I love the look of treacle-cured smoked salmon with whisky jelly, pickled apple and spelt (£10.50), and the taste is just as lovely: gloriously rich fish with a firm texture, quivering, potent jelly and tart curls of Granny Smith. Mr M toyed with the idea of Hereford snails with oxtail, stout and parsley but we notice (despite a pretty presentation) that only one of our neighbours' order of six is eaten. He diverts to the special: game faggots with cherry and girolles (£10.50); autumn on a plate.

This sensational dish makes sense of an initially lipcurlingly twee slogan on the website: "Where the country comes to town". Chef/patron Mike Robinson (along with investor Brett Graham of, uh, The Ledbury) is a man who likes hunting. He also has a rural Berkshire pub and is passionate about using Britain's wild and wonderful produce.

Since Fulham's red-trouser-wearing folk stalk more trading floors than grouse moors, this is a good thing.
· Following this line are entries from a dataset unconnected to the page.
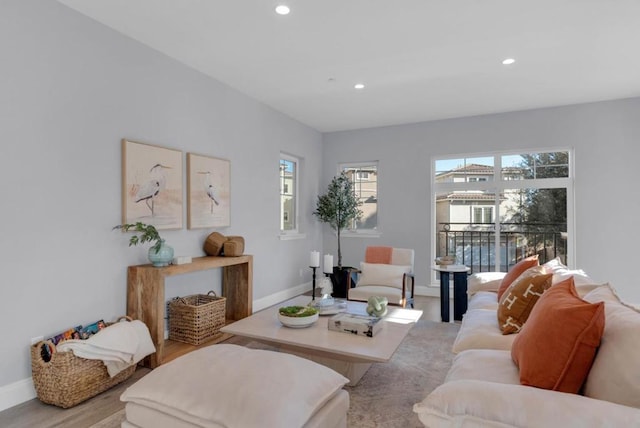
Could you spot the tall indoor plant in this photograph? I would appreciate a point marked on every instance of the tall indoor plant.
(339, 207)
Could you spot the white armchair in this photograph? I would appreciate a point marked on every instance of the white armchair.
(386, 272)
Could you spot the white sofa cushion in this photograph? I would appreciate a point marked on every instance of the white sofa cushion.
(236, 386)
(615, 374)
(583, 282)
(483, 300)
(381, 274)
(484, 364)
(475, 404)
(480, 330)
(484, 281)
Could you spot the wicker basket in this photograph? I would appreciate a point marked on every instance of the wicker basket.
(196, 319)
(67, 380)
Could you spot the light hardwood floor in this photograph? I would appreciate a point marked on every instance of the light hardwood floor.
(35, 414)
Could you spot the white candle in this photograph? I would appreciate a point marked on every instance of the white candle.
(328, 263)
(314, 260)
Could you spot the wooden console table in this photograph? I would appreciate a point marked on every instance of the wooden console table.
(146, 301)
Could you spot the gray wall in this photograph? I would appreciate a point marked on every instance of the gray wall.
(605, 137)
(70, 90)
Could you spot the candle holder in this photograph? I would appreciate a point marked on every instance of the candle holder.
(313, 281)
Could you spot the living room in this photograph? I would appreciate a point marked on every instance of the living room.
(73, 88)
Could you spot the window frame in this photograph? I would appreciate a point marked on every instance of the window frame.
(499, 184)
(295, 232)
(361, 232)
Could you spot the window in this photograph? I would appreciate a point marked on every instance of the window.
(364, 179)
(482, 214)
(491, 211)
(288, 194)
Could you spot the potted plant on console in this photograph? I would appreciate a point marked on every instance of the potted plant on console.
(160, 254)
(339, 207)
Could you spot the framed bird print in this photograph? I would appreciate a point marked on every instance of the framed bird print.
(208, 192)
(151, 185)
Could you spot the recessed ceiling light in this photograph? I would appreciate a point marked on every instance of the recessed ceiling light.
(282, 9)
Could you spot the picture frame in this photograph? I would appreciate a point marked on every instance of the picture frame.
(152, 190)
(208, 192)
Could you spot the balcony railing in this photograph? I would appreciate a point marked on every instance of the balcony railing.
(474, 244)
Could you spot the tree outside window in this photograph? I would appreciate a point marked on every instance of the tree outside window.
(364, 181)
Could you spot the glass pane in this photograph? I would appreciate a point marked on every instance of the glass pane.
(533, 221)
(463, 231)
(464, 170)
(365, 187)
(535, 166)
(287, 195)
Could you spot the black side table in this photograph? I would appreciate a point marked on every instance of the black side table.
(460, 273)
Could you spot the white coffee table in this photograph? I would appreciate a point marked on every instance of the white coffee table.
(348, 354)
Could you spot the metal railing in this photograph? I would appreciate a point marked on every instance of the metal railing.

I want the roast loin of Berkshire fallow deer with all the trimmings, but it's on sale for two at £46 and Mr M wants fish, so I settle (not entirely accurate given how good it is) for shoulder of Tamworth pork with girolles, sweetcorn and Wiltshire truffles, at £23.Barley and cobnuts and onions and crackling all fight for prominence in this highly textured dish, the English truffle a grace note beneath the generous cut of well (by which I mean still tender) cooked meat.
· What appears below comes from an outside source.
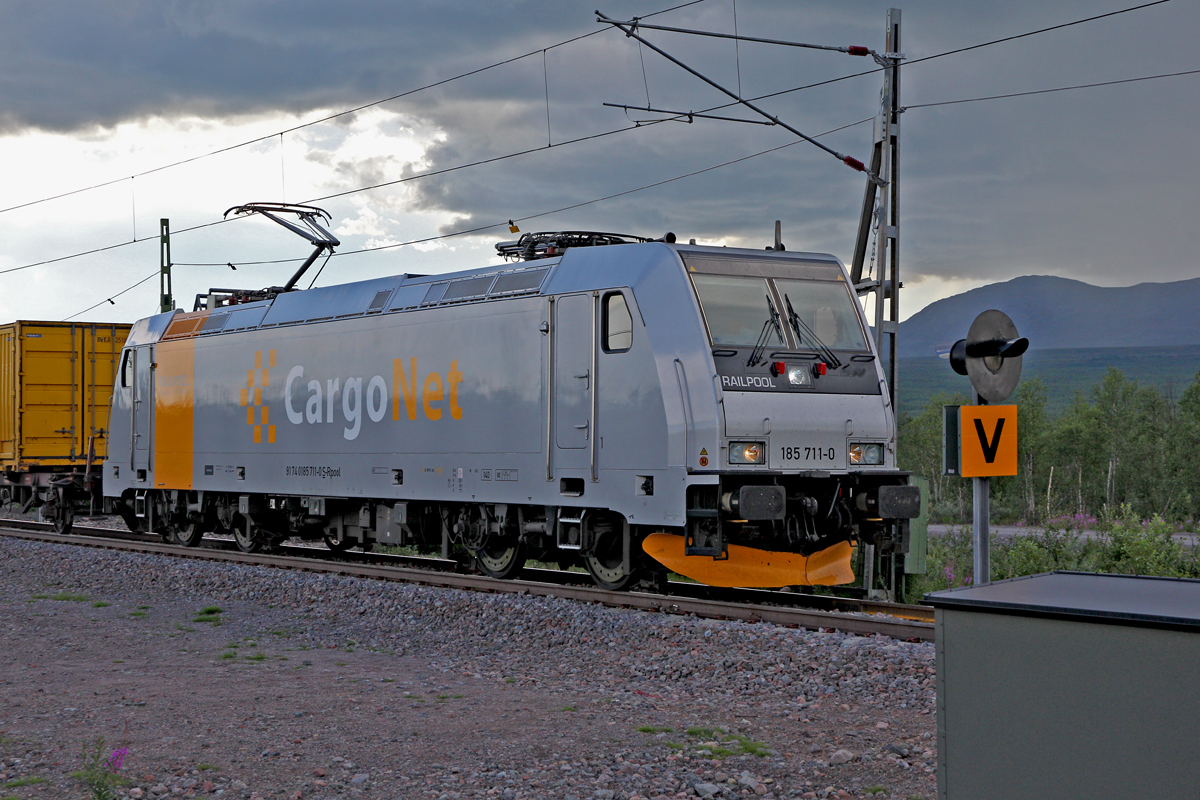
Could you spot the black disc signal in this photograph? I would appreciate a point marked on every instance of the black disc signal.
(990, 355)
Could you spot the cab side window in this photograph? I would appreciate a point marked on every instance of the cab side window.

The roast Cornish sea bream with violet artichokes, almonds, parsley and lemon (£23.50) is, says Mr M, the best fish he's ever eaten. He's not given to hyperbole, so I have a go myself. Blimey, it's good, great even. None of this will come as a surprise to you if you're a Michelin camp-follower but for me it's a most blissful harmony of relaxed setting and stellar food. Generous, too. Three big pieces of fish, lots of verdant, herby sauce and hefty, tender artichokes.

The amateur snappers next door are long gone, and the Rully is nearly gone too. Just one slice of the blackcurrant leaf tart with frozen ewe's milk yoghurt, then. "Some people are disappointed when they see this," admits the young lady who brings pudding. It's certainly not a vivid purple, but if you're here and have reached the end without realising the kitchen will tease the very best out of every bit of nature's bounty, you're daft. The taste is intensely fruity with a murmur of grassiness, and a powered streak of dried leaf adds to it. The ice is very nice.

So, no headline-grabbing shocks – it hasn't plunged from greatness, and still packs them in, six years on. This is a pleasure to report.

9/10

The Harwood Arms, Walham Grove, London SW6, tel: 020 7386 1847. £130 for two, with wine

Four more foodie notes from the past week

Spiralizer

Late to the party on this gadget; now it's love. We've had "courgetti Bolognese" three times in a week. A brilliant carb alternative.

Le Pain Quotidien

Avocado toast is on the lunch menu – which suits me very well as I almost set the sprinklers off when I tried to use a toaster in the office.

Flat Iron

These guys – now on their second branch in London – had a stall at the Meatopia festival and a whole ox on a spit. Utterly stunning.

The Marshmallowists

After copious amounts of grilled meat, the perfect sugar hit of a pillowy cube of blackcurrant and mint from this ace indie brand.